We will only see with precision over time just how much the hundreds of new publishers expand the overall numbers that the AAP reports. The new count for January 2011 shows total trade sales of $348.4 million--or about 11.7 percent higher than the $312 million reported under the old method a year ago. Somewhat mysteriously, the ebook number didn't really change--the new trade count for last January is $70.5 million (plus $2.7 million for religious publishers and $.5 million for university presses), and the old count was $69.9 million, which at the time did include religious publishers. This year, they have separate breakouts for religious books. Some distributed publishers still handle their digital titles directly, so those results would not be reflected in the revised counts.
Bertelsmann released its full-year earnings statement for 2011, and for Random House the numbers correspond to the trend at other large houses: Revenue fell €79 million or 4.3 percent to €1.749 billion compared to last year, while EBIT rose 6.9 percent to €185 million,  compared to €173 million the previous year. The company also recorded "record triple-digital-percentage" digital revenue growth and a "surging demand" for Random House ebooks helped by the "increasing availability of lower-priced e-reading devices and tablets" that offset declines in print sales. (2011 was also the year Random House switched to agency model pricing in the US.) Without reporting actual percentages of digital revenues, ceo Markus Dohle said in a letter to staff that "physical books...account for approximately 85 percent of our worldwide revenues."
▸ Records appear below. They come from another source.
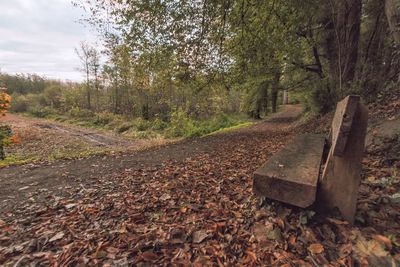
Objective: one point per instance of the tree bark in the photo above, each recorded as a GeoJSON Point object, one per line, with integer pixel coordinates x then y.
{"type": "Point", "coordinates": [343, 34]}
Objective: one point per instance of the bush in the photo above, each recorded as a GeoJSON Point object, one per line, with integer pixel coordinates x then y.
{"type": "Point", "coordinates": [181, 125]}
{"type": "Point", "coordinates": [124, 127]}
{"type": "Point", "coordinates": [103, 119]}
{"type": "Point", "coordinates": [142, 125]}
{"type": "Point", "coordinates": [40, 112]}
{"type": "Point", "coordinates": [159, 125]}
{"type": "Point", "coordinates": [77, 112]}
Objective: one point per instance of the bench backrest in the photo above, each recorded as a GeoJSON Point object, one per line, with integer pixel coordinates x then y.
{"type": "Point", "coordinates": [341, 176]}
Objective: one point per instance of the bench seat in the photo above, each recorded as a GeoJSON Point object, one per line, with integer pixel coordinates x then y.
{"type": "Point", "coordinates": [291, 175]}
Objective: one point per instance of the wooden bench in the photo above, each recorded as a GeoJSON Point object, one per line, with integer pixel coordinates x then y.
{"type": "Point", "coordinates": [293, 175]}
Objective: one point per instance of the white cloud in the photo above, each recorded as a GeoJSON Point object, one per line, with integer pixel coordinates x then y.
{"type": "Point", "coordinates": [39, 36]}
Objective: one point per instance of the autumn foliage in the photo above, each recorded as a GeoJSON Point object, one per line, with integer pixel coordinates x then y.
{"type": "Point", "coordinates": [6, 135]}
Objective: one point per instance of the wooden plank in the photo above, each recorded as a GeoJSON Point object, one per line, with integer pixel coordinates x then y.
{"type": "Point", "coordinates": [342, 121]}
{"type": "Point", "coordinates": [341, 176]}
{"type": "Point", "coordinates": [291, 175]}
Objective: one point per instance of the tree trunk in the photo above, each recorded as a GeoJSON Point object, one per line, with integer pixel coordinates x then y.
{"type": "Point", "coordinates": [392, 11]}
{"type": "Point", "coordinates": [343, 34]}
{"type": "Point", "coordinates": [274, 92]}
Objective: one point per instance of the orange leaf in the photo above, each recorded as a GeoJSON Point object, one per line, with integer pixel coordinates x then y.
{"type": "Point", "coordinates": [316, 248]}
{"type": "Point", "coordinates": [383, 239]}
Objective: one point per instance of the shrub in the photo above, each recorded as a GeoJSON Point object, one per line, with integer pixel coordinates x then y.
{"type": "Point", "coordinates": [20, 103]}
{"type": "Point", "coordinates": [104, 118]}
{"type": "Point", "coordinates": [142, 125]}
{"type": "Point", "coordinates": [124, 127]}
{"type": "Point", "coordinates": [77, 112]}
{"type": "Point", "coordinates": [159, 125]}
{"type": "Point", "coordinates": [181, 125]}
{"type": "Point", "coordinates": [40, 112]}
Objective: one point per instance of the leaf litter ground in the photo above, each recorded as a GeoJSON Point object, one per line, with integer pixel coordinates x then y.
{"type": "Point", "coordinates": [201, 211]}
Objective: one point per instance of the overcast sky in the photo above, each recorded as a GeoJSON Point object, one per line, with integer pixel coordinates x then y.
{"type": "Point", "coordinates": [39, 36]}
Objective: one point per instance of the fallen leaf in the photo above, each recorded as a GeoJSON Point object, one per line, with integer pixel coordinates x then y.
{"type": "Point", "coordinates": [384, 240]}
{"type": "Point", "coordinates": [149, 256]}
{"type": "Point", "coordinates": [58, 236]}
{"type": "Point", "coordinates": [199, 236]}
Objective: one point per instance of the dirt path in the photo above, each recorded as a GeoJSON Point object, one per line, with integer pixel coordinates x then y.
{"type": "Point", "coordinates": [39, 182]}
{"type": "Point", "coordinates": [45, 140]}
{"type": "Point", "coordinates": [190, 203]}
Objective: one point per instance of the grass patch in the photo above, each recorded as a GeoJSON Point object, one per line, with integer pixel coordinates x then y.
{"type": "Point", "coordinates": [15, 159]}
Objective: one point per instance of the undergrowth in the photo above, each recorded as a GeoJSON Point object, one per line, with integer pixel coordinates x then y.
{"type": "Point", "coordinates": [179, 124]}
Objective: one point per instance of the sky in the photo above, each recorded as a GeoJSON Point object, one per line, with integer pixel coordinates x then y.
{"type": "Point", "coordinates": [40, 36]}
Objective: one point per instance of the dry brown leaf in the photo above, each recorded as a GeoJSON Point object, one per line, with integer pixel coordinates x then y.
{"type": "Point", "coordinates": [345, 250]}
{"type": "Point", "coordinates": [56, 237]}
{"type": "Point", "coordinates": [149, 256]}
{"type": "Point", "coordinates": [199, 236]}
{"type": "Point", "coordinates": [316, 248]}
{"type": "Point", "coordinates": [338, 222]}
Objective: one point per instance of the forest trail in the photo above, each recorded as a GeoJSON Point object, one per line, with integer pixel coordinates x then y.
{"type": "Point", "coordinates": [57, 179]}
{"type": "Point", "coordinates": [64, 133]}
{"type": "Point", "coordinates": [187, 203]}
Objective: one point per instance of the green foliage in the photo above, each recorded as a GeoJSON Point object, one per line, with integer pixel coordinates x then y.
{"type": "Point", "coordinates": [181, 125]}
{"type": "Point", "coordinates": [20, 103]}
{"type": "Point", "coordinates": [5, 134]}
{"type": "Point", "coordinates": [41, 112]}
Dohle reassured that employees that Random House is "one of our parent company's most dependable profit centers." He writes, "Random House is in very good shape for the future. We have the financial and creative resources to further develop and invest in our business, as well as the right priorities and the right strategy in place for an increasingly complex publishing environment."
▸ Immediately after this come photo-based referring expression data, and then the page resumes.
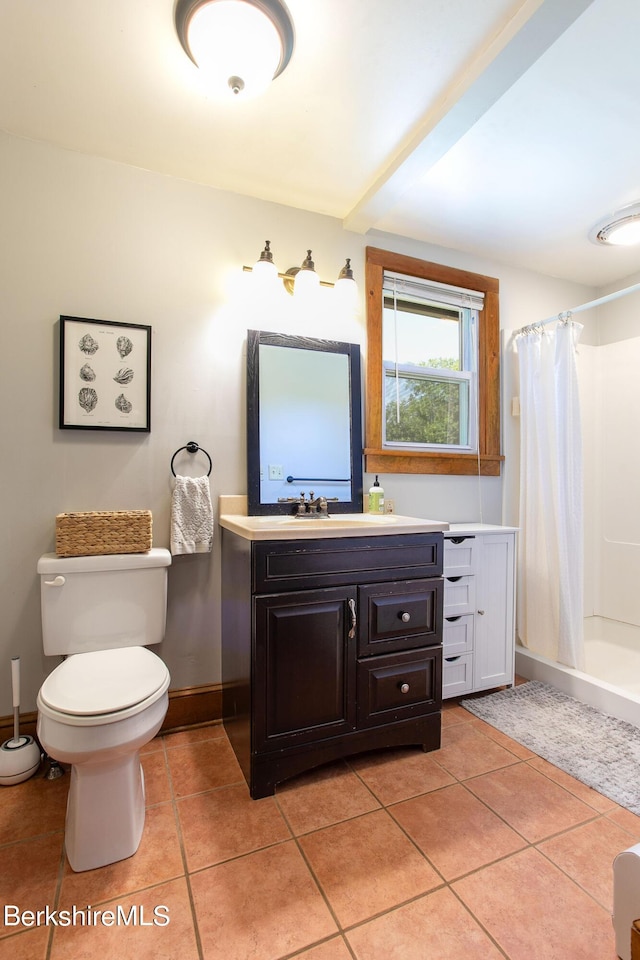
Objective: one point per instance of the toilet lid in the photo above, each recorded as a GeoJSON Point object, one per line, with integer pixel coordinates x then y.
{"type": "Point", "coordinates": [103, 681]}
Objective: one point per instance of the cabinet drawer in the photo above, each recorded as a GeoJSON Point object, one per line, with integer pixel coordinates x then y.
{"type": "Point", "coordinates": [457, 635]}
{"type": "Point", "coordinates": [301, 564]}
{"type": "Point", "coordinates": [459, 596]}
{"type": "Point", "coordinates": [460, 556]}
{"type": "Point", "coordinates": [399, 616]}
{"type": "Point", "coordinates": [398, 686]}
{"type": "Point", "coordinates": [457, 675]}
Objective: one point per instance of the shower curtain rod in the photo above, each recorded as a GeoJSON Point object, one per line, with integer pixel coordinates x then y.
{"type": "Point", "coordinates": [565, 314]}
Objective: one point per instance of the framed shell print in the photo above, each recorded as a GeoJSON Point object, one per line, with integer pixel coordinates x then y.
{"type": "Point", "coordinates": [105, 375]}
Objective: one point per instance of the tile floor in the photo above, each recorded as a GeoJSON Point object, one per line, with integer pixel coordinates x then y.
{"type": "Point", "coordinates": [480, 850]}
His "top success factors for us going forward" are "ensuring that the physical marketplace is healthy and diversified," "champion[ing] a digital marketplace where multiple retailers sell our books," developing their "expanding author-centric services," and, as he has emphasized before, working "to strengthen our direct-to-consumer connections." Within those efforts, "we're connecting more with readers in person, through the efforts of our field sales reps and the unique programs and promotions they are initiating with booksellers in their local communities."
In a letter to staff obtained by the Bookseller, Random House UK ceo Gail Rebuck said ebook sales accounted for 11 percent of net sales for the division, and that digital sales for the first two months of 2012 were "substantially ahead" of the same point in 2011.
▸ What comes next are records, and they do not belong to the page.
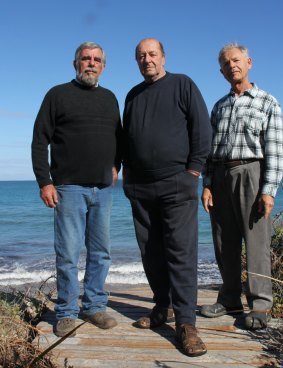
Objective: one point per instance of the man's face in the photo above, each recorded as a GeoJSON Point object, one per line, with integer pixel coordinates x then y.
{"type": "Point", "coordinates": [89, 66]}
{"type": "Point", "coordinates": [235, 66]}
{"type": "Point", "coordinates": [150, 60]}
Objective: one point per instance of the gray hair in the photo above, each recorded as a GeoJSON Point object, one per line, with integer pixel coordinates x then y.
{"type": "Point", "coordinates": [89, 45]}
{"type": "Point", "coordinates": [160, 46]}
{"type": "Point", "coordinates": [232, 45]}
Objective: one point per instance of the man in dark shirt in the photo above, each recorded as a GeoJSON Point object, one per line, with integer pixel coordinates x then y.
{"type": "Point", "coordinates": [167, 139]}
{"type": "Point", "coordinates": [80, 120]}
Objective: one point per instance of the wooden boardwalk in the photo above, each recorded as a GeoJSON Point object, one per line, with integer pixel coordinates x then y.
{"type": "Point", "coordinates": [128, 347]}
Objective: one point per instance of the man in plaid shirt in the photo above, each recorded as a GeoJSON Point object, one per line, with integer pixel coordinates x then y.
{"type": "Point", "coordinates": [242, 175]}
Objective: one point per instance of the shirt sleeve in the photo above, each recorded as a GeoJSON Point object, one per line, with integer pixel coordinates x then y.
{"type": "Point", "coordinates": [273, 151]}
{"type": "Point", "coordinates": [42, 133]}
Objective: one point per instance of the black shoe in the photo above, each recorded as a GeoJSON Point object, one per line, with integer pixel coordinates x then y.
{"type": "Point", "coordinates": [256, 320]}
{"type": "Point", "coordinates": [156, 317]}
{"type": "Point", "coordinates": [217, 310]}
{"type": "Point", "coordinates": [65, 326]}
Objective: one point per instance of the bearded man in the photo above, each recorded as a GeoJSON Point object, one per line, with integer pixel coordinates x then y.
{"type": "Point", "coordinates": [80, 121]}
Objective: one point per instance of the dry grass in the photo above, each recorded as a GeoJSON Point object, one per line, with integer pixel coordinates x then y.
{"type": "Point", "coordinates": [272, 337]}
{"type": "Point", "coordinates": [19, 313]}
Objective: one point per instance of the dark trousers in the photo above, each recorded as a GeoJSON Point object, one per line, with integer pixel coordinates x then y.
{"type": "Point", "coordinates": [165, 219]}
{"type": "Point", "coordinates": [235, 219]}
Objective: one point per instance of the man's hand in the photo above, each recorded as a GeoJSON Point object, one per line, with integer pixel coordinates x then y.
{"type": "Point", "coordinates": [114, 175]}
{"type": "Point", "coordinates": [48, 194]}
{"type": "Point", "coordinates": [194, 172]}
{"type": "Point", "coordinates": [207, 200]}
{"type": "Point", "coordinates": [265, 205]}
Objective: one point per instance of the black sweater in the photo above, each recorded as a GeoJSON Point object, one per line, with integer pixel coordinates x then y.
{"type": "Point", "coordinates": [82, 126]}
{"type": "Point", "coordinates": [166, 128]}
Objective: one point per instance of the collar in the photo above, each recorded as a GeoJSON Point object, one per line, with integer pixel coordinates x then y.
{"type": "Point", "coordinates": [252, 92]}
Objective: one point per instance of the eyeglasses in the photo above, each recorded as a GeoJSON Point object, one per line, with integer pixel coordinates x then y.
{"type": "Point", "coordinates": [95, 59]}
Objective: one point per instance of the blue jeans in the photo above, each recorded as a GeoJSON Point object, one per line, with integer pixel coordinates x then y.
{"type": "Point", "coordinates": [82, 217]}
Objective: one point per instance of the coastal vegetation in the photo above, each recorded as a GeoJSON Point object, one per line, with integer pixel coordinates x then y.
{"type": "Point", "coordinates": [20, 312]}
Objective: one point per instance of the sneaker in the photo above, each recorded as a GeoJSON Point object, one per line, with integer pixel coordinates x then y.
{"type": "Point", "coordinates": [192, 345]}
{"type": "Point", "coordinates": [256, 320]}
{"type": "Point", "coordinates": [64, 326]}
{"type": "Point", "coordinates": [101, 320]}
{"type": "Point", "coordinates": [217, 310]}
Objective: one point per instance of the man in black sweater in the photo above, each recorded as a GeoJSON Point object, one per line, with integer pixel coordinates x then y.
{"type": "Point", "coordinates": [167, 140]}
{"type": "Point", "coordinates": [80, 121]}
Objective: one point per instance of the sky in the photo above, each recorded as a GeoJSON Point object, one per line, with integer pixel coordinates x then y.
{"type": "Point", "coordinates": [39, 38]}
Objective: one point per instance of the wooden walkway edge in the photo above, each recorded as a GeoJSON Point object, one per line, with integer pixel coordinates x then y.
{"type": "Point", "coordinates": [126, 346]}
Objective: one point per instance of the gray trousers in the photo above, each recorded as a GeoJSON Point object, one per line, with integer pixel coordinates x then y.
{"type": "Point", "coordinates": [234, 218]}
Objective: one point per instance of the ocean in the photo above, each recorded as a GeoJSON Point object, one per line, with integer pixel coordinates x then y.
{"type": "Point", "coordinates": [26, 239]}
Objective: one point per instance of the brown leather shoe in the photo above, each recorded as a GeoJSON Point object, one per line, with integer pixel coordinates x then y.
{"type": "Point", "coordinates": [156, 317]}
{"type": "Point", "coordinates": [65, 326]}
{"type": "Point", "coordinates": [101, 320]}
{"type": "Point", "coordinates": [192, 344]}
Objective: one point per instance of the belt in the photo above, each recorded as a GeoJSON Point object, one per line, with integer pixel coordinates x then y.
{"type": "Point", "coordinates": [233, 163]}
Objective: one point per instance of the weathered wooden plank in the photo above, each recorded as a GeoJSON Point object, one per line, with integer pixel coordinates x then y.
{"type": "Point", "coordinates": [127, 346]}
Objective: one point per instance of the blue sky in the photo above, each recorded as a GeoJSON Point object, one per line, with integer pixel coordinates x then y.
{"type": "Point", "coordinates": [38, 40]}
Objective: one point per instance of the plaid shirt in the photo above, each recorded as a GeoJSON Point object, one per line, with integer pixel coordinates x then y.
{"type": "Point", "coordinates": [245, 127]}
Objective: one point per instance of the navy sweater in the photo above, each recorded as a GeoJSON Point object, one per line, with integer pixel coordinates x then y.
{"type": "Point", "coordinates": [166, 127]}
{"type": "Point", "coordinates": [82, 126]}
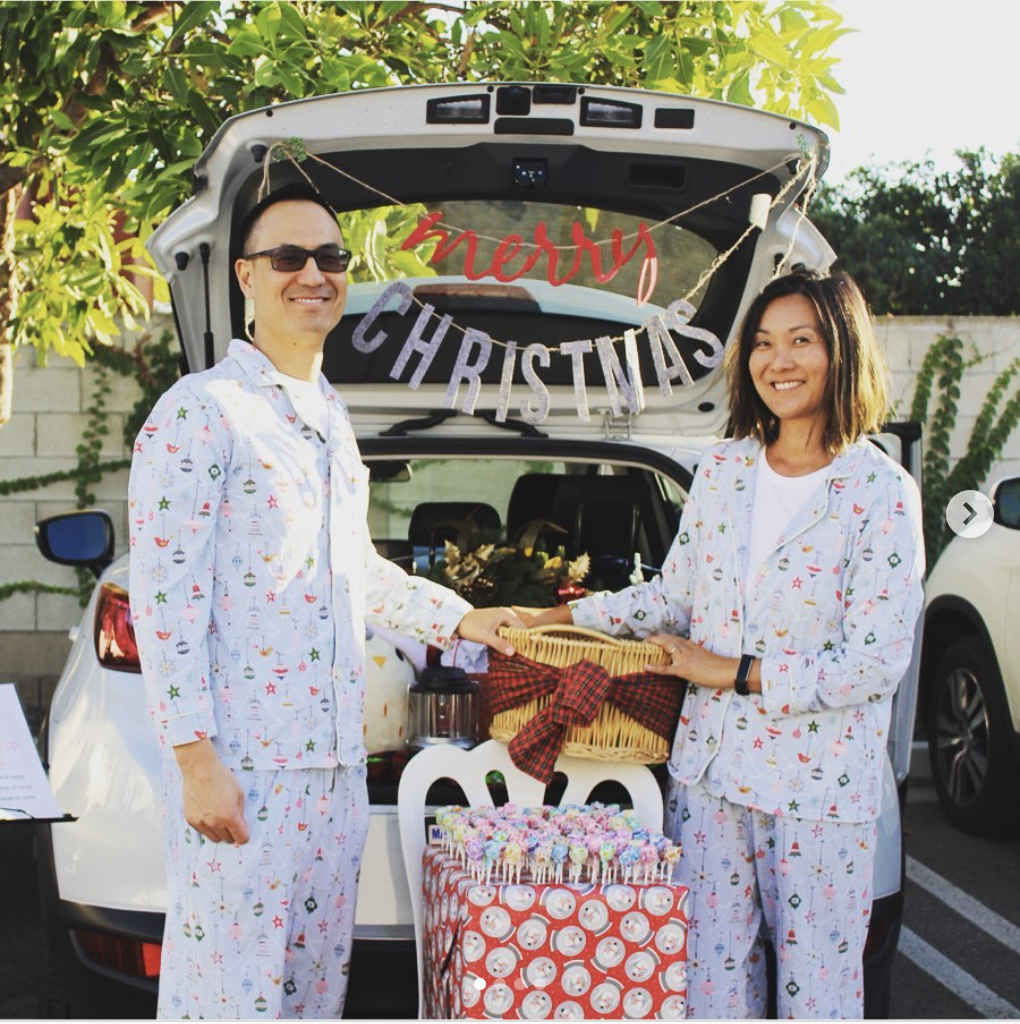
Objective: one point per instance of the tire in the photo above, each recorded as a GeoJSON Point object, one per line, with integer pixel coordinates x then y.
{"type": "Point", "coordinates": [52, 998]}
{"type": "Point", "coordinates": [969, 741]}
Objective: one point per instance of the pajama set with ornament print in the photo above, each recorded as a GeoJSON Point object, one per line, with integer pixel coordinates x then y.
{"type": "Point", "coordinates": [774, 796]}
{"type": "Point", "coordinates": [252, 578]}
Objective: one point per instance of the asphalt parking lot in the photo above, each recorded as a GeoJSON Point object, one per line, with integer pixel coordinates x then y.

As part of the larger Bertelsmann earnings report, the company announced a "long-term reshaping" plan. Chairman and CEO of Bertelsmann AG since the beginning of the year Thomas Rabe says, "Our primary goal is to grow the company faster, and to make it more digital and international. We plan to achieve this with four strategic approaches: First, by further consolidating and strengthening our portfolio. Second, by accelerating the transformation to digital of our core businesses. Third, by establishing new growth platforms. And fourth, by expanding into new geographic growth regions. On this basis, we will reshape Bertelsmann over the next five to ten years."
Bertelsmann plans to change its legal form by the end of June from AG (a joint stock company that is private) to SE & Co. KGaA ("an often used legal form for businesses with a family-style ownership structure.") They say it's designed "to document the international orientation of the Bertelsmann group" and "secure the company’s continuity." Reuters writes the change would allow Bertelsmann's controlling owners, the Mohn family, "to hold sway over strategic decisions and name top managers while taking on new shareholders with little say." But the announcement says that "the group's ownership structure and corporate structure remain unchanged."